Despite sending more natural gas south of the border, the value of B.C. energy exports saw a steep drop in 2015, according to a new report from BC Stats.
Natural gas led the way with a 41 per cent decline, owing to falling prices driven by a supply glut.
The report, released Wednesday, compared the first 11 months of 2015 to the same period the year before. Natural gas fell from just under $9 U.S. in early 2014 to lows of under $2.50 through much of last year.
"In the case of natural gas, lower prices for the product was the reason for the drop in value, as the quantity shipped actually climbed 1.7 per cent," the report states.
It was a bad year all around for energy exports, which fell 24.4 per cent year over year. Coal and other energy products, including oil, fell 16.3 per cent and 30.9 per cent, respectively. Electricity exports, however, grew 29.4 per cent.
The fact that the quantity of gas grew while incomes shrank is explained by demand, said Art Jarvis of Energy Services B.C., an upstream oil and gas industry
"Exports are directly tied to demand. Cold snaps have the biggest responsibility for higher consumption, of course," he said. "That would be my suspicion (for why export volumes grew)—a cold month."
He added that producers are often locked into long-term contracts with transmission companies, meaning they have to supply a given amount of gas per day regardless of price.
2015 saw some of the weakest oil and gas land sale totals in recent memory, totaling just $18 million.
The coming year looks grim too, he said.
"Definitely the word from (producers in) Calgary is 2016 is going to be as bad. There's no real positive news out there right now," he said.
B.C. largely insulated from weak commodity prices
Despite falling commodity prices, overall B.C. exports were flat, "edging up only 0.1 per cent."
A 4.5 per cent growth in shipments to the U.S. offset weak demand in Mainland China, where exports fell 6.4 per cent. Also down were Japan (-3 per cent) South Korea (-13.7 per cent) the European Union (-6.8 per cent), and Hong Kong (-14.1).

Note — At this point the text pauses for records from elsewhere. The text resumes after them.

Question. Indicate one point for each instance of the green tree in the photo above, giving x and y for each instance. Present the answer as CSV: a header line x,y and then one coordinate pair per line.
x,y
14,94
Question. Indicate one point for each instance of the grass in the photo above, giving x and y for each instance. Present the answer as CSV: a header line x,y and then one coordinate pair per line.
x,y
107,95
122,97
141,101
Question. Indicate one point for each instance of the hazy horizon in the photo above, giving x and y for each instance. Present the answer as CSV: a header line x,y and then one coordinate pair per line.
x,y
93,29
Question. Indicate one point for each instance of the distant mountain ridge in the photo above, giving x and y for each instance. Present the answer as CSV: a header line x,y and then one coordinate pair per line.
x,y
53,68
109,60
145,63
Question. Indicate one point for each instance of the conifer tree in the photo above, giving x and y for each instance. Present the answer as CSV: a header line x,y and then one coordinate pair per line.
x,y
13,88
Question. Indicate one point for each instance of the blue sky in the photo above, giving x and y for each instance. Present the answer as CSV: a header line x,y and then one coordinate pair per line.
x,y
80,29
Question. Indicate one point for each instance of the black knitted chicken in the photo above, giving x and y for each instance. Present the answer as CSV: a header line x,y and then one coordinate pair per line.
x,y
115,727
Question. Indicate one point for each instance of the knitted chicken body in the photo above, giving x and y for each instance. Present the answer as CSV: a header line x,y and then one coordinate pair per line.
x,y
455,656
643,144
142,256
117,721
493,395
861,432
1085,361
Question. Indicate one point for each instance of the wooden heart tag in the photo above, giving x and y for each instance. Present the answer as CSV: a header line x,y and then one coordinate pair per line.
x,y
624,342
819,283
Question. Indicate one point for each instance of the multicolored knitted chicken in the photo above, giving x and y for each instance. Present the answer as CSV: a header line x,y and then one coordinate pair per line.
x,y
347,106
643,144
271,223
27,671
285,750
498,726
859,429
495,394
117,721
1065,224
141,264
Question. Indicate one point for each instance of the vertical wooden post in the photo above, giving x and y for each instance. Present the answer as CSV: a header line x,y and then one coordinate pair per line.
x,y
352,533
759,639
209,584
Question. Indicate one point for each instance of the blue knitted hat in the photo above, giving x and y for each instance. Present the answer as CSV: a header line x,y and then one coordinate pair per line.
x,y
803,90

The biggest gains were in India, Taiwan and Mexico. B.C. exports to Mexico leaped 73.4 per cent last year.
Overall, it was a good year for the forestry industry, which saw exports grow 3.8 per cent. Softwood shipments grew by two points, led by double-digit growth in veneer, plywood and panel product
Mineral mining was down overall, largely due to drop-offs in molybdenum ore, zinc ore, unwrought aluminum and metallic mineral product shipments. That's despite a 1.9 per cent increase in copper ores and concentrates, which account for nearly two-thirds of B.C. mineral exports.
Food product exports climbed 19.4 per cent, but that's didn't necessarily translate into gains for Peace Region producers. While fruit and nut, vegetable, cereal and other product shipments were up as much as 35 per cent, there was little joy for vegetable oil and meat producers. According to the report, exports of those products were down 0.7 per cent and 7.5 per cent respectively.